Posted by Pete Stolcers on April 28
www.oneoption.com

The market has bounced to a level where we should start seeing signs of resistance.

PRE-OPEN MARKET COMMENTS MONDAY – The market dropped 20% from its high and it bounced off of that low the last two weeks. The drop was not a mistake and there are macro issues. During a market transition, the first bounce is typically tall. That first drop sparks a lot of adjustment and it is deep and swift. Conditions don’t typically deteriorate that quickly and the move is over-exaggerated. Buyers step in and they have not been discouraged. This is where we are currently.

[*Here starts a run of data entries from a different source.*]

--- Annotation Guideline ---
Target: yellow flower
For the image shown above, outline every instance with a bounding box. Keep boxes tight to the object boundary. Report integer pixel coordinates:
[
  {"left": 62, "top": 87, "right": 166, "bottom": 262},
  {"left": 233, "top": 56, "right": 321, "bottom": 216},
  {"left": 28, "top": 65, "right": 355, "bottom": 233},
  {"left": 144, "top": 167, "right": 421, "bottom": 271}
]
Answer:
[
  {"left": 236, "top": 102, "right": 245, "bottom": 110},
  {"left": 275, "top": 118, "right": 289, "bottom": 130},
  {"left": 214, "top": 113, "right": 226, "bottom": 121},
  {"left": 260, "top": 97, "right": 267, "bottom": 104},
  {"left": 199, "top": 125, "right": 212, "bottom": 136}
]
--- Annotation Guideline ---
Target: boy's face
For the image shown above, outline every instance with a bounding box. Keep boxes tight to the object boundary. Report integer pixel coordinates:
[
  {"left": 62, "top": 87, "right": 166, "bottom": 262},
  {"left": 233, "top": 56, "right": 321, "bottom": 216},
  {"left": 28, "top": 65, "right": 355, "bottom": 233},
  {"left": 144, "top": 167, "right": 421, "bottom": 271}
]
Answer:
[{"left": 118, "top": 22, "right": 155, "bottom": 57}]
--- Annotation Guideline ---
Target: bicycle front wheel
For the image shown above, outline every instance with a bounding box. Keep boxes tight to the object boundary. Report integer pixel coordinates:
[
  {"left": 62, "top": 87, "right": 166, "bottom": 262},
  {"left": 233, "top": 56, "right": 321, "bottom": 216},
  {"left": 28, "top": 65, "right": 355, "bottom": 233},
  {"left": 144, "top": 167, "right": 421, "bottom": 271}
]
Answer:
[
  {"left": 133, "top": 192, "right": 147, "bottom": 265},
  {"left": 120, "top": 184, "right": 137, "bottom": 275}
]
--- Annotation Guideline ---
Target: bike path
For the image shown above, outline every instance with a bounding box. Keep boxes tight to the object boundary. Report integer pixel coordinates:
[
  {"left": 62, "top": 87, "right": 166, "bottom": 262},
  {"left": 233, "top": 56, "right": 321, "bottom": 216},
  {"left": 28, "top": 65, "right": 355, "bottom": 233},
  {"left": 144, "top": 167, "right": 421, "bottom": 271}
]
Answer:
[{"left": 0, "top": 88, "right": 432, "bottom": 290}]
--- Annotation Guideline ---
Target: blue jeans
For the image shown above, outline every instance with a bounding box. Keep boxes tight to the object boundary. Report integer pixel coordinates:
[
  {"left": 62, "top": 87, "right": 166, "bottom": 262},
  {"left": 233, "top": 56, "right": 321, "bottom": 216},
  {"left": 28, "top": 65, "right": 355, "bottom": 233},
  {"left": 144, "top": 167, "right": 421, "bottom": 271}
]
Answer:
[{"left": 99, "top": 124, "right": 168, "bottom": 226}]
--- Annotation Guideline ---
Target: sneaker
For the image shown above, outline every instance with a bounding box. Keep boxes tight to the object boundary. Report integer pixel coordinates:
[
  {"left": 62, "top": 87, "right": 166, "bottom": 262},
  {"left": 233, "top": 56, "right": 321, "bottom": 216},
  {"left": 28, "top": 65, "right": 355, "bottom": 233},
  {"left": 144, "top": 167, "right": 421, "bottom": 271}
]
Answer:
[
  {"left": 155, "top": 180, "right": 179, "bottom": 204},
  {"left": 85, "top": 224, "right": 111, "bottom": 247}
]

It doesn’t matter if there are tariffs or rising interest rates or signs of an economic slowdown. This is a very typical pattern. The first bounce needs to run its course. How high the market bounces and how quickly it is able to recover tells us how aggressive buyers and sellers are.

Right now the focus is on tariffs. At minimum they will go up 10% across the board. That is substantial and we should not overlook that. The notion of 25% tariffs spooked everyone and now 10% does not seem that bad. This is how Trump operates. He gets everyone thinking about the extreme. It’s like a shiatsu massage where you experience pain from pressure points and relief when the pressure is removed. There could be trade deals in the next couple of weeks, but the reality is that they will be 10% plus some retaliatory component. This is going to lead to supply disruptions. The higher cost to consumers is going to be more than offset by tax reductions. That is Trump’s plan and he has been very vocal about it.

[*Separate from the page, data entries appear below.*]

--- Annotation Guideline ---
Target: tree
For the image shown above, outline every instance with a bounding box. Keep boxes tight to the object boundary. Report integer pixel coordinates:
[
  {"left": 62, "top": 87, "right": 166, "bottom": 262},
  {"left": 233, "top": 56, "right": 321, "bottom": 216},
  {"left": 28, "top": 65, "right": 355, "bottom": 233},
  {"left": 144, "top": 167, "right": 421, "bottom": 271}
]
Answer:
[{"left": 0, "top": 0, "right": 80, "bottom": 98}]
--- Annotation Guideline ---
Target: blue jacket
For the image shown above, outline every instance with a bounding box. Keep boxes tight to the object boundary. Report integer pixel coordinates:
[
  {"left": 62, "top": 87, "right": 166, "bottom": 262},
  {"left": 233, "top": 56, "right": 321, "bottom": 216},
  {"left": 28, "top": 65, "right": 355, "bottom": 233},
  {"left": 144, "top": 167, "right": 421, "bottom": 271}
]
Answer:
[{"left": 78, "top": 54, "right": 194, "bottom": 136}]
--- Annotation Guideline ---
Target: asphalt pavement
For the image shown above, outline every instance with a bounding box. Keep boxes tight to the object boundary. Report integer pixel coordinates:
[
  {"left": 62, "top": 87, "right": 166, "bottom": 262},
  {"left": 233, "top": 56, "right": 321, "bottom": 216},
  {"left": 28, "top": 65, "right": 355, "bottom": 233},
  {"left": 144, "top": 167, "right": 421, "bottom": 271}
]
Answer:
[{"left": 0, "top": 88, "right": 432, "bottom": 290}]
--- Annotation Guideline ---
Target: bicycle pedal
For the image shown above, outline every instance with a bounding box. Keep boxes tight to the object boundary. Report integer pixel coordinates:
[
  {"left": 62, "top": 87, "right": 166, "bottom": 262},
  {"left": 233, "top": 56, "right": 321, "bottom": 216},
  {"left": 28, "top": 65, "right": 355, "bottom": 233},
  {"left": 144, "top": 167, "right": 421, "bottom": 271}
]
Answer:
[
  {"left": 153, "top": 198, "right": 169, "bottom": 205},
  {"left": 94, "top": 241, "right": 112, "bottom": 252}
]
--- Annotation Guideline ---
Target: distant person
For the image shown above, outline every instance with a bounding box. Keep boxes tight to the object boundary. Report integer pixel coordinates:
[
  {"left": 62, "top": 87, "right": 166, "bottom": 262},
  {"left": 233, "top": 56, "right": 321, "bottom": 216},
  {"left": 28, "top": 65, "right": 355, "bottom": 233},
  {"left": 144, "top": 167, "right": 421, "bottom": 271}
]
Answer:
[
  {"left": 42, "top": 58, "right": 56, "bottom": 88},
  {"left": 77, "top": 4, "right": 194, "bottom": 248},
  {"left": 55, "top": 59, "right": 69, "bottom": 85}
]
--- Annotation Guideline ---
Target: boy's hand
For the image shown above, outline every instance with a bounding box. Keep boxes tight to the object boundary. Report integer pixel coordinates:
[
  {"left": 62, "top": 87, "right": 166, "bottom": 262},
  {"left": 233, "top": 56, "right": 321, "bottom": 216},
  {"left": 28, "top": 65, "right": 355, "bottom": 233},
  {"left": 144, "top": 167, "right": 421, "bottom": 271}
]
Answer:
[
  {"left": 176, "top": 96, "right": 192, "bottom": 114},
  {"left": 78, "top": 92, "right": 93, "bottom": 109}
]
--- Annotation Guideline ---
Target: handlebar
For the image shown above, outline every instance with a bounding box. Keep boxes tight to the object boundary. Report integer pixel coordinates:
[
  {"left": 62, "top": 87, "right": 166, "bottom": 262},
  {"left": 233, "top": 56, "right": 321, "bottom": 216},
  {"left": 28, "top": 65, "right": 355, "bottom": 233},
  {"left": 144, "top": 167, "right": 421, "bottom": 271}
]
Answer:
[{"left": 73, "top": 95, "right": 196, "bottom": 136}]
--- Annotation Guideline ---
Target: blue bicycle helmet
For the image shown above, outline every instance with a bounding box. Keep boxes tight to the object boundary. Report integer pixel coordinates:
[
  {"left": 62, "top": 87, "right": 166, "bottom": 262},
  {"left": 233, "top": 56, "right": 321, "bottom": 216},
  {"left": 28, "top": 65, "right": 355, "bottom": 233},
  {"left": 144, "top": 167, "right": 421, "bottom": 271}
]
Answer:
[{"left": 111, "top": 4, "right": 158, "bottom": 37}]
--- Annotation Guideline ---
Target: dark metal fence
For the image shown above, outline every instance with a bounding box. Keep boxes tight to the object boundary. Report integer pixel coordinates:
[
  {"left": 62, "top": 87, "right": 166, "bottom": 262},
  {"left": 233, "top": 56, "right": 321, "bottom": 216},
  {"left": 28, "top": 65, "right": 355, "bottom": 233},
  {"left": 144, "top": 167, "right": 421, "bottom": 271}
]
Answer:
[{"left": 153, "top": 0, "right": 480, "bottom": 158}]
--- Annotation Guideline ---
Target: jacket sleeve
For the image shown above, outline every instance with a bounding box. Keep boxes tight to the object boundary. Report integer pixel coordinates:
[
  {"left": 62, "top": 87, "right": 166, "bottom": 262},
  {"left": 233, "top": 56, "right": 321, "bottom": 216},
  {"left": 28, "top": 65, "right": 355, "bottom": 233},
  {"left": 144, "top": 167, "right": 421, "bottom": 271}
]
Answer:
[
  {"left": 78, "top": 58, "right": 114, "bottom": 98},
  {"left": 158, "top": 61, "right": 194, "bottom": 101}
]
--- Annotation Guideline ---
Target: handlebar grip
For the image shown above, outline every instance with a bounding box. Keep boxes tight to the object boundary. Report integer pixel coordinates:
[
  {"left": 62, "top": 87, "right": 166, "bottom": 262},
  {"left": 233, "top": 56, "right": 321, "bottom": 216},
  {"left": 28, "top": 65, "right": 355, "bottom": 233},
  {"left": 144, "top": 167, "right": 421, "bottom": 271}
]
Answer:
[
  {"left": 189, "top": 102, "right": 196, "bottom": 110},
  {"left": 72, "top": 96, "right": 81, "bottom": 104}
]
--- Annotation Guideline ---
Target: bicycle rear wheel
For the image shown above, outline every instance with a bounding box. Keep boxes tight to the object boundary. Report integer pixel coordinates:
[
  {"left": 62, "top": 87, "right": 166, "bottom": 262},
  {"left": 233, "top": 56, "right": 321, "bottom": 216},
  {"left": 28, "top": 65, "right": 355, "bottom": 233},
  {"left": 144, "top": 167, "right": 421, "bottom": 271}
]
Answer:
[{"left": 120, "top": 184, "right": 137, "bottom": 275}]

The bigger issue from my perspective is global growth. It has been declining and that trend is steady. This week the consensus estimate for Q1 GDP is .4% growth. That is a substantial drop.

The jobs report this week (establishment survey) should be decent. Initial jobless claims have been good. The average hourly work week is a number to watch. It has been declining and before employers lay people off they reduce their hours. The household survey is a component of the report and it is not mentioned very often. It paints a much different picture than the establishment survey we all watch. I don’t want to get into the weeds on this, but the way people feel about the economy is much different from the business surveys and people spend according to how they feel.

I feel that trade deals and good economic reports could buoy the market this week. Earnings should be decent since the tariffs have not had an impact yet. Companies were well aware of the tariffs and they imported as much inventory as they could to front run them. It will take time to work this inventory off and production will decline. Current activity is “front loaded” and I feel the decline is coming.

I am not currently swing trading, I want to keep my focus. I believe that my next swing trade won’t come for a couple of weeks and it will be a short. I want to watch the last leg of this bounce. If I see a strained rally that stalls around the 50-day MA, I will be “licking my chops”. That move will collapse option IVs and I will be able to buy longer-term puts (3+ months out).

If the market races to the 200-day MA in the next two weeks, I won’t be as bearish, but I will still need more confirmation before turning my bias to neutral.

From a day trading perspective, I believe that there will be some decent day trading longs. This week is packed with earnings releases and I will be looking for post-release trades.

Support is at SPY $550. That is a significant resistance level and we are through it. Resistance is at the 50-day MA.